REPUBLIKA.CO.ID, JAKARTA -- Pakar ekonomi dari institute for development of economics and finance (Indef) Bhima Yudistira menilai turunnya nilai ekspor sebesar 4,51 persen secara bulanan pada September 2017 lalu mencerminkan berkurangnya kualitas neraca perdagangan. Karenanya, kendati perdagangan Indonesia mengalami surplus sebesar 1,76 miliar dolar AS, Bhima menilai surplus tersebut semu.

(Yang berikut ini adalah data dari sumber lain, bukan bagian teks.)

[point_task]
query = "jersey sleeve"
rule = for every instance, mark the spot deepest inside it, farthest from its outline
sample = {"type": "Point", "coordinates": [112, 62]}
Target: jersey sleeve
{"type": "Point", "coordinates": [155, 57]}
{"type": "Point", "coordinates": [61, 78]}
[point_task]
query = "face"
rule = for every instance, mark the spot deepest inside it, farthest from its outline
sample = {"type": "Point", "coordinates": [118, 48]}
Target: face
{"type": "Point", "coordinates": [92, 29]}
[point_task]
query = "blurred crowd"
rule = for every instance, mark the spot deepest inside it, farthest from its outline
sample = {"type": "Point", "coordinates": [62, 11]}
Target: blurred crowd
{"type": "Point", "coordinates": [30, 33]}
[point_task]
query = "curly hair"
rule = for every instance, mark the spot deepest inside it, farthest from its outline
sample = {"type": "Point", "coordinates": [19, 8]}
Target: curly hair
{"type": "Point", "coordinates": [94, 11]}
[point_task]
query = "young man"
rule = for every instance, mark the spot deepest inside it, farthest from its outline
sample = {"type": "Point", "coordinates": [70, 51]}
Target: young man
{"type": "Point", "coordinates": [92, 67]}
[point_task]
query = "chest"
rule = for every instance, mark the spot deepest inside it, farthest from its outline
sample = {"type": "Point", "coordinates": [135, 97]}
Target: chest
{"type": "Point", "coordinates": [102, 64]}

"Bisa dibilang mengalami surplus semu. Hal ini bukan faktor musiman, (tapi) karena penurunan ekspor bulan september dipengaruhi oleh anjloknya pertumbuhan ekspor minyak kelapa sawit," kata dia, saat dihubungi Republika, Selasa (17/10).
Pada September lalu, nilai ekspor minyak kelapa sawit anjlok sebesar -9,06 persen dibanding bulan sebelumnya. Sementara, jika membandingkan data tahunan (year on year), pada September 2016 ekspor minyak kelapa sawit naik 4,11 persen dibanding Agustus 2016.

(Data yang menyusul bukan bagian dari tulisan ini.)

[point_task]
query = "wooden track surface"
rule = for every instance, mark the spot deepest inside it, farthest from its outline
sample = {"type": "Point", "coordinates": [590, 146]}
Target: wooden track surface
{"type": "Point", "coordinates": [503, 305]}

Menurut Bhima, anjloknya ekspor kelapa sawit ini dipicu oleh adanya kebijakan baru di negara tujuan ekspor, terutama India dan Pakistan, yang menaikkan tarif bea masuk. "Kedua negara tersebut bersikap lebih protektif terhadap CPO asal Indonesia."
Sementara itu, Bhima melanjutkan, impor saat ini sedang mengalami fase normalisasi, khususnya pada impor bahan baku dan barang modal. Setelah naik signifikan di periode Juli lalu, impor kemudian turun pada periode September. BPS mencatat, impor migas turun sebesar 3,79 persen secara bulanan. Sementara, impor non migas turun sebesar 5,67 persen.

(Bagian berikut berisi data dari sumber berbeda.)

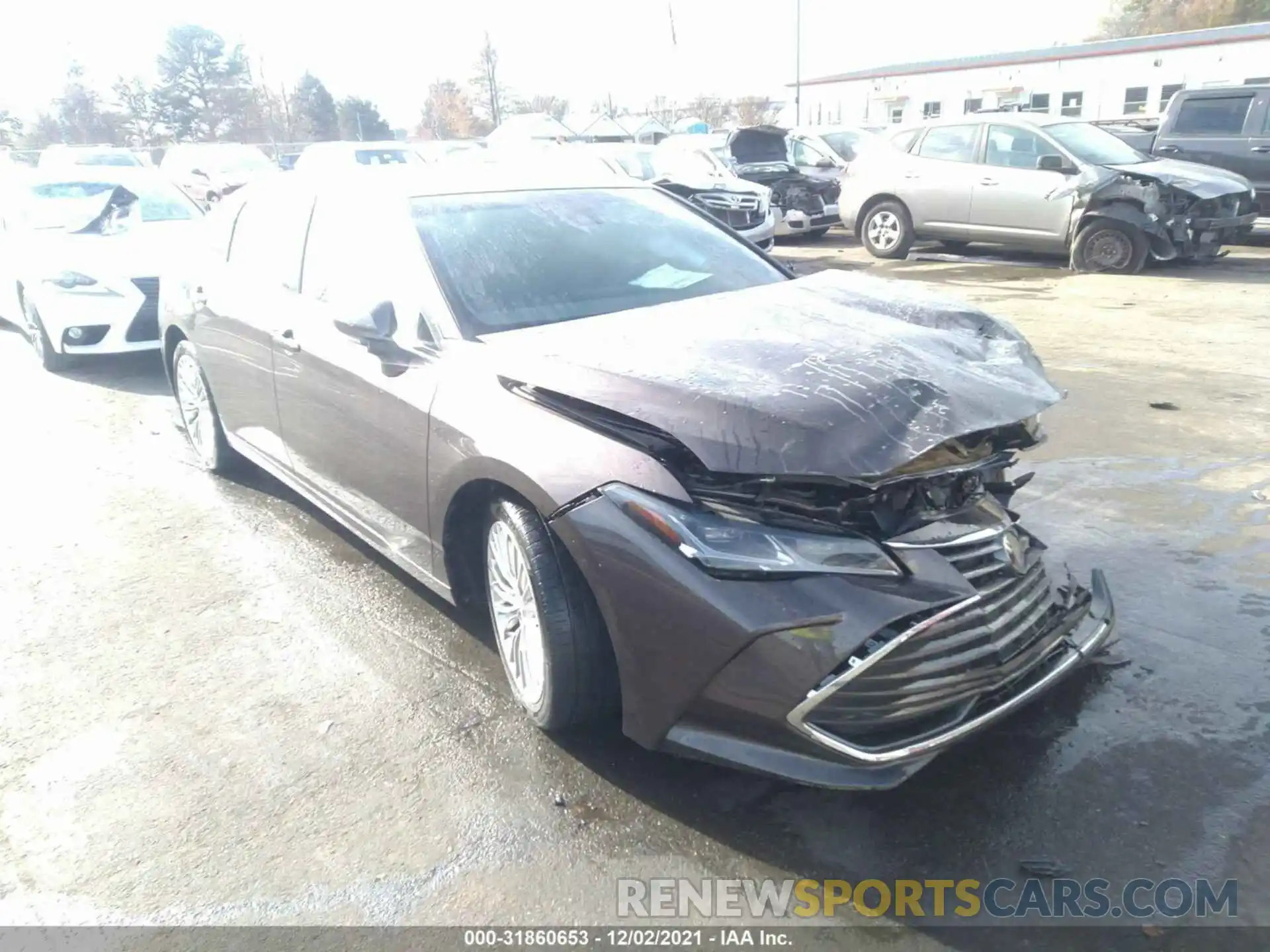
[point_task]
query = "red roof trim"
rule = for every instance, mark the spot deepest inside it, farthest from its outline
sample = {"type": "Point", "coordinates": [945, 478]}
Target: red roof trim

Kendati begitu, Bhima mengatakan, kinerja ekspor secara umum masih positif karena didorong oleh kenaikan harga komoditas mentah. Ia memprediksi, sampai akhir tahun 2017 neraca perdagangan Indonesia akan terus mengalami surplus.
"Optimis surplusnya kembali berkualitas. Asalkan kinerja ekspor lebih baik dari September," ujarnya.